The above RDF-Turtle, visualized via the OpenLink Structured Data Sniffer:

Result of Processing RDF Languages sentences created using RDF-Turtle Notation

JSON-LD Notation (using Nanotation)

## JSON-LD Start ##
{
  "@context": {
    "rdf": "http://www.w3.org/1999/02/22-rdf-syntax-ns#",
    "schema": "http://schema.org/"
  },
  "@id": "https://medium.com/p/8b090cf28574/edit#i",
  "@type": "schema:Person",
  "schema:mainEntityOfPage": {
    "@id": "https://twitter.com/kidehen"
  },
  "schema:name": {
    "@language": "en",
    "@value": "Kingsley Uyi Idehen"
  },
  "schema:sameAs": [
    {
      "@id": "https://www.facebook.com/kidehen"
    },
    {
      "@id": "https://www.twitter.com/kidehen"
    },
    {
      "@id": "https://plus.google.com/112399767740508618350"
    }
  ]
}
## JSON-LD End ##

The above JSON-LD, visualized via the OpenLink Structured Data Sniffer:

Result of Processing RDF Languages sentences created using JSON-LD Notation

What does this mean?

If we can get beyond the distraction of squabbling over specific notations, we may realize a powerful yet underutilized frontier, in which we are able to communicate with Digital Agents (Bots) using language that possesses the same information delivery prowess as English — one of many notations used by humans to encode and decode information.

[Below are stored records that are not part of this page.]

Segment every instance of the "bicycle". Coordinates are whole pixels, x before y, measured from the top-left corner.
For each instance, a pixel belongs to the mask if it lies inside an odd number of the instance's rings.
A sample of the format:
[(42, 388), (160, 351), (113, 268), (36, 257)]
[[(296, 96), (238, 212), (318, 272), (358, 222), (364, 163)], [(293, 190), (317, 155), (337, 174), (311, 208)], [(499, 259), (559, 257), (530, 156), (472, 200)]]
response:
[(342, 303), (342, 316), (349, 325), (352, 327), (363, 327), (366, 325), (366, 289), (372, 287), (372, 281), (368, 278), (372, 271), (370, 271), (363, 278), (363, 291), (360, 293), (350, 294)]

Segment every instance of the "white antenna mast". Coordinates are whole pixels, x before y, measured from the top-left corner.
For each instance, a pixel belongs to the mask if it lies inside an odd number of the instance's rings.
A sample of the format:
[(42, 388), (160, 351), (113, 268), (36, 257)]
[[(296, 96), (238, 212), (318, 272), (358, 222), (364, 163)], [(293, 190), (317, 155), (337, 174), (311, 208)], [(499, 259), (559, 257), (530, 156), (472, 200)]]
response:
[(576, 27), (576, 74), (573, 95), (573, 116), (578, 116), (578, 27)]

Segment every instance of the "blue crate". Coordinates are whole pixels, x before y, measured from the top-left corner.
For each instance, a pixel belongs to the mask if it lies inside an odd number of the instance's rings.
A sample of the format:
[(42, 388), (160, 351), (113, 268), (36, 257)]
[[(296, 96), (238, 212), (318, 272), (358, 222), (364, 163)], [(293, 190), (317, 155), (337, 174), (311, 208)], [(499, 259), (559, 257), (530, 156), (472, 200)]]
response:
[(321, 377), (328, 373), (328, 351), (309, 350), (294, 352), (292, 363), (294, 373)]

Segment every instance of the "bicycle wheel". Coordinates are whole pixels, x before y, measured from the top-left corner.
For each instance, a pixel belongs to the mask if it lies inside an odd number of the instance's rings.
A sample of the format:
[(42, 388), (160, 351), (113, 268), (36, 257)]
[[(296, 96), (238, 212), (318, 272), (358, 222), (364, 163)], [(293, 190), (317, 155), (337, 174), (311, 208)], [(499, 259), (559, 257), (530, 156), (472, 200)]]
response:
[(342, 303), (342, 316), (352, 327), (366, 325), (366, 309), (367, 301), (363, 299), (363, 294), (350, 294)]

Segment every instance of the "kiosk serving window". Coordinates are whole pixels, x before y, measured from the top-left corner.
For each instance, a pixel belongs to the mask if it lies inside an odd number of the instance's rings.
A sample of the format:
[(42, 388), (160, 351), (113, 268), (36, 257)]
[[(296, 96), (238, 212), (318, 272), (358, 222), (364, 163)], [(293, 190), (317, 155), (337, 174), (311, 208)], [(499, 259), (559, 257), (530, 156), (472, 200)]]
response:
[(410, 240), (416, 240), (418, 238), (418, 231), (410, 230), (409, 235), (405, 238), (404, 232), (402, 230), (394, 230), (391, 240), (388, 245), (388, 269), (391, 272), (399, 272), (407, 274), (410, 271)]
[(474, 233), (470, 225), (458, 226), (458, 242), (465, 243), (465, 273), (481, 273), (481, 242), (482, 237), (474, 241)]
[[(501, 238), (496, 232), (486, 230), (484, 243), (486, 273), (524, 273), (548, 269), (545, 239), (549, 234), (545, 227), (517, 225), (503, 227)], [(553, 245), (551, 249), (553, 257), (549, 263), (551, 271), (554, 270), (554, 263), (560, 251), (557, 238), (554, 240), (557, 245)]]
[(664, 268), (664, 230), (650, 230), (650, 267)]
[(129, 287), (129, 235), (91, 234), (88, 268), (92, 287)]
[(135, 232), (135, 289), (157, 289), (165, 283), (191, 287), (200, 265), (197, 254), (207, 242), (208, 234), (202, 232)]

Typical Software (Basic Digital Agents) can be transformed into highly intelligent Enhanced Software (Smart Agents), simply by building in an ability to understand basic sentences, such as those above.

Illustration by John O Gorman shared via comment thread

There is a common core of logic, upon which all human languages are based. To bring the benefits of this core into the software world, we simply need to stop making preferences of notation — akin to preferences for black over blue ink, or Palatino over Times New Roman typeface — a distraction.